Hikers will notice the natural beauty of these ancient hills, which were first formed 1.4 billion years ago and named for a well-known Indian fighter, career Army soldier General Mathew Arbuckle (1778-1851). But they are also a terrific destination for amateur geologists, given the diverse range of minerals underfoot. These include glass sand, limestone, dolomite and granite. But the area is also replete with deposits of zinc, iron and lead.

The mountains play host to the Arbuckle Recreation Area and the Chickasaw National Recreation Area, which includes the aptly named Sulfur, Oklahoma and the Lake of the Arbuckles, a 2,350 acre lake with both woodland and prairie shorelines.

Baraboo, Wisconsin

The Baraboo Hills in south-central Wisconsin were once named by the Nature Conservancy as one of the “Last Great Places.” These are also part of an older geological formation called a syncline, which is rolling and layered set of sedimentary structures.

Visitors will find themselves in the small city of Baraboo, population 10,711, which was the 19th century headquarters for the Ringling Brothers Circus, which gave way to the nickname “Circus City,” a role the city took seriously enough to fill the local library with the largest collection of circus information in the United States. With the Ringling team settled in, several other circus companies also choose Baraboo for their headquarters, as well.

Vacationers can also find recreational options at Devil’s Lake State Park, a 360-acre lake with 500 foot bluffs along the shore and miles of trails to explore.

The Baraboo Range is also not a frightening challenge for the family, although it is known from areas that present a challenge to rock climbers, who flock to Balance Rock and the Devil’s Doorway to test their skills.

Sandia Mountains, New Mexico

Sandia in Spanish means watermelon, which speaks to the color and general shape of the Sandia Mountains from a distance. The Tiwa Pueblo name for the Sandias is posu gal hoo-oo, which means “where water slides down the arroyo.”

The Sandia Mountains and Rio Grande at sunset, looking southeast from Bernalillo

The Sandia Mountains and Rio Grande at sunset, looking southeast from Bernalillo

Just as that implies, if the Sandia Mountains are a watermelon, they are nestled in a thick garnish of green woodlands that locals sometimes refer to as the watermelon’s rind. Phrased different, this is a picturesque mountain range, with peaks above 10,000 feet northeast of Albuquerque that is, essentially, a dry, rock environment surrounded by lush greenery.

This north-south range consists primarily of two summits, the Sandia Crest and South Sandia Peak, which climbs to 9,702 feet above sea level. The entire range, however, is 17 miles long and from four to eight miles wide, making it a small and isolated mountain range, ripe for exploring.

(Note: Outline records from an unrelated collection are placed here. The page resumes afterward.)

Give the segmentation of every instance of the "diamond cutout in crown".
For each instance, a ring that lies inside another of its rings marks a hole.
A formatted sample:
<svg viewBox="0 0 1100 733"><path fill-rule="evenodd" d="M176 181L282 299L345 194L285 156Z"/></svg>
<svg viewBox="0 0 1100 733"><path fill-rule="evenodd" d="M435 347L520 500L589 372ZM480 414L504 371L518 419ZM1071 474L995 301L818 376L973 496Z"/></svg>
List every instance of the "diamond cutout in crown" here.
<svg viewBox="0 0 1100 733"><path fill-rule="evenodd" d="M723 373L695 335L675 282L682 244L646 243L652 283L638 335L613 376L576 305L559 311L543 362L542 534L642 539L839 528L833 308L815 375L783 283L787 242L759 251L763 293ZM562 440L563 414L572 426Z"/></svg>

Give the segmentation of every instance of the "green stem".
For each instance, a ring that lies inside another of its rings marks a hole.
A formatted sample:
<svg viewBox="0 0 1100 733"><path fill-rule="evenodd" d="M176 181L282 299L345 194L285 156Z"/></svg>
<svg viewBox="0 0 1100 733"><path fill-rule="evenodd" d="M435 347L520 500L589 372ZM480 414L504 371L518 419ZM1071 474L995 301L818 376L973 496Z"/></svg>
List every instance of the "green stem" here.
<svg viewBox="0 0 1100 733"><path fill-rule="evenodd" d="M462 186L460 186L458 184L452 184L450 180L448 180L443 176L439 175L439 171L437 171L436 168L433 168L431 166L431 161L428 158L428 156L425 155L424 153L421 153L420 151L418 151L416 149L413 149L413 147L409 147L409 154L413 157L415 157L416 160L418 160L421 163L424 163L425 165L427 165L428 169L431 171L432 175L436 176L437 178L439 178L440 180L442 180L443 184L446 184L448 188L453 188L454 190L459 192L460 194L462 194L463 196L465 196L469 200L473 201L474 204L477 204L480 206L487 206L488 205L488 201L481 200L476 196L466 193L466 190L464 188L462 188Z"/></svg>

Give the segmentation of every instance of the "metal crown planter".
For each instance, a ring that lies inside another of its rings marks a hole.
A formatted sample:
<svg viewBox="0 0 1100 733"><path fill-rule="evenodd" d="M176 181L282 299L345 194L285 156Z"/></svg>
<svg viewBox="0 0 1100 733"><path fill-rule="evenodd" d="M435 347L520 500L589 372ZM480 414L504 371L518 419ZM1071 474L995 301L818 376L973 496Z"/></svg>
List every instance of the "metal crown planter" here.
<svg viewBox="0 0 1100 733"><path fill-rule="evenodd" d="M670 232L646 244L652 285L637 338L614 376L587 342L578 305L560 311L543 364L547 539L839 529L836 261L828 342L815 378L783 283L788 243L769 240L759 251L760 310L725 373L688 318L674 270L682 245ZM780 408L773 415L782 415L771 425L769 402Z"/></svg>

Because the range is separate from the more higher Sandia-Manzano Mountains of which it is a part, the Sandia Mountains appear as a bold outcropping surrounded by lowlands. But that feature has a reciprocal side to it, which is that, once you get into the mountains, the views are far-reaching and spectacular.

There are, of course, miles and miles of splendid trails to choose from with the easier hikes following local creeks or winding through foothills. It is only 0.47 miles to hike to Sandia Man Cave, an mid-cliff cave made accessible by concrete and steel stairs that was discovered by anthropology students in 1936 and quickly revealed it had a long history of inhabitants, including native Americans and Ice Age animals.

Looking for quiet, out of the way and beautiful? It turns out, there are still a few options left.